As an undergraduate student doing a double major in Physics and Physiology at McGill University, I got very interested in the rheology of air and blood flow. Montreal counts several world renowned laboratories that perform pulmonary research so I had the chance of getting involved quite early on in pulmonary mechanics studies. Then, I pursued at McGill University a Ph.D. addressing the time course of bronchoconstriction, followed by a post-doctoral training at the University of California, San Diego, where I studied the distribution of pulmonary ventilation in weightlessness. A second post-doctoral training at the University of Vermont allowed me to specialize in the molecular mechanics of contractile proteins. In July 1998, I was recruited back to the Meakins-Christie Laboratories to start my research on the mechanics of human ASM in asthma.
Do you receive public funding for this work? If so, from what agency?
My research is currently funded by the Canadian Institute of Health Research, the Réseau en Santé Respiratoire du Québec, and the Natural Science and Engineering Research Council of Canada (funding for the basic aspect of smooth muscle contraction). I was also recently part of a multi-PI research group funded by the National Institutes of Health (NIH).
Have you had any surprise findings thus far?
The biggest surprise that we have had so far in this research is that even though asthmatic ASM is commonly believed to be hypercontractile, it is not at all easy to demonstrate its altered mechanical properties. We started our investigations with the trachealis muscle because of its ease of dissection and we found that it behaves exactly the same in asthmatics and in controls. Because we previously showed in rat models of asthma that inflammatory cells can enhance ASM mechanics, and because more inflammatory cells are found in the peripheral airways than in the trachea, we concluded that the trachealis muscle was probably not representative of peripheral ASM mechanics. This later fact was verified in a horse model of asthma, the horse with heaves, in which we showed a perfectly normal trachealis in horses with hypercontractile peripheral ASM. Repeating these studies with human peripheral airways is however not a simple task, but it is the main endeavor of my current post-doctoral fellows Gijs Ijpma and Oleg Matusovsky and research assistants Nedjma Zitouni and Linda Kachmar.

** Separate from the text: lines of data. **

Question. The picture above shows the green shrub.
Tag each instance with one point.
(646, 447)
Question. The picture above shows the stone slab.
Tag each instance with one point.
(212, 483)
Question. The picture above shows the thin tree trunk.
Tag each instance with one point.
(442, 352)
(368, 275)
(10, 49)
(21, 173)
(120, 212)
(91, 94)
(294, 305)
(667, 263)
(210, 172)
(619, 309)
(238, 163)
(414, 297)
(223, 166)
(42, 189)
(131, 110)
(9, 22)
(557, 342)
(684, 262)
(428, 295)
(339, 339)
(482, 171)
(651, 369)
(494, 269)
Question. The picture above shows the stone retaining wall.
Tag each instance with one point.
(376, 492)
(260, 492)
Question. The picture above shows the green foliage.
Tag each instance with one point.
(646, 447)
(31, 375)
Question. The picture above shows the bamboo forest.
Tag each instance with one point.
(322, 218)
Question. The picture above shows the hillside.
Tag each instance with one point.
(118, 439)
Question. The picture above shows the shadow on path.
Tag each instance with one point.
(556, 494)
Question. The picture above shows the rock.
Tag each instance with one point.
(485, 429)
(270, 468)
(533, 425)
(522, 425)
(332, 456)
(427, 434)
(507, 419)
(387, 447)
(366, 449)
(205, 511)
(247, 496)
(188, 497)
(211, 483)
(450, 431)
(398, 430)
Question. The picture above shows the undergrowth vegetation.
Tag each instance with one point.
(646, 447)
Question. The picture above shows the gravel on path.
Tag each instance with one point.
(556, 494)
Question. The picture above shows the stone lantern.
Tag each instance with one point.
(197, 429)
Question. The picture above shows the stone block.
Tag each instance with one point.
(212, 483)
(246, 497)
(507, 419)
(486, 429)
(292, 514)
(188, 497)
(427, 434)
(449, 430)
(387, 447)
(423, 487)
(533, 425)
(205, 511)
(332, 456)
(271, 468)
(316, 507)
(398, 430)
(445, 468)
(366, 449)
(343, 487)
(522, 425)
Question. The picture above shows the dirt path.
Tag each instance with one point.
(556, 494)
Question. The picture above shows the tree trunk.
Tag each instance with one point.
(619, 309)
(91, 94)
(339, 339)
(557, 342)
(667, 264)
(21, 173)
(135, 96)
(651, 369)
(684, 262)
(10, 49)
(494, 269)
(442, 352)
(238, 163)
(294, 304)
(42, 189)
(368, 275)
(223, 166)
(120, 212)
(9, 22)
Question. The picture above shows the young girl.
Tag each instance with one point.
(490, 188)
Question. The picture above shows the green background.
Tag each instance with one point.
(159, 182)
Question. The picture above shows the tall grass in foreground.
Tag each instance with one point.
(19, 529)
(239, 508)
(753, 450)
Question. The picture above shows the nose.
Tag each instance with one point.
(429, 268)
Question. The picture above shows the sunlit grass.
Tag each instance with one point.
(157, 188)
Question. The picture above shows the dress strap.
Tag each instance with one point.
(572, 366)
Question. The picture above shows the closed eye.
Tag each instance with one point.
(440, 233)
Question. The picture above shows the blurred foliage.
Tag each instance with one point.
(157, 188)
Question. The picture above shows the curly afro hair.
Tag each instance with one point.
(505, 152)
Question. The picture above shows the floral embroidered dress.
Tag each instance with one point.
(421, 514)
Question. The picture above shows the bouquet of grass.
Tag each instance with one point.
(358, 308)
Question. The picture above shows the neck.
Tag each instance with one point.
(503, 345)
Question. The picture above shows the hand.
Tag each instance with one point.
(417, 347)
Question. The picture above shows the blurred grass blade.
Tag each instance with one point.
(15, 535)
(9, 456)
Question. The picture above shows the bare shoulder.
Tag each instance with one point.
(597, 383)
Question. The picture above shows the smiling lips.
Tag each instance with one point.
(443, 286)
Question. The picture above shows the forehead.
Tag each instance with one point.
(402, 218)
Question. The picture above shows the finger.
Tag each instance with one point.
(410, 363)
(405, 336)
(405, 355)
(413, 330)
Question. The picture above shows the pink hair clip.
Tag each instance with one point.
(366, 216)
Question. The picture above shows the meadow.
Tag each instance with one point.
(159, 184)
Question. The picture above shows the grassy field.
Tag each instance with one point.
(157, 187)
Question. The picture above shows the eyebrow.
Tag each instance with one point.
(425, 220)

What is particularly interesting about the work from the perspective of other researchers?
Our thorough characterization of the mechanical properties of asthmatic ASM will delineate the relative importance of other mechanisms also potentially responsible for airway hyperresponsiveness and asthma. Such other mechanisms include alterations in airway-parenchyma inter-dependence, neural control, surfactant properties, etc.
What is particularly interesting about the work from the perspective of the public?
Getting a better understanding of asthma will take us one step closer to potentially curing it, but at a minimum, of finding better relief medications.
Do you have a cool image you want to share with the blog post related to this research?
See the figure at the beginning of this post. Airway tree section from a control (A) and an asthmatic (B) subjects in which the actin is stained with TRIT-C phalloidin thus, showing primarily the airway smooth muscle. Airway cross-section of a control horse (C) and a horse with heaves (D), a disease very similar to human asthma. (E) A dissected smooth muscle strip hooked up in an organ bath for mechanics measurements.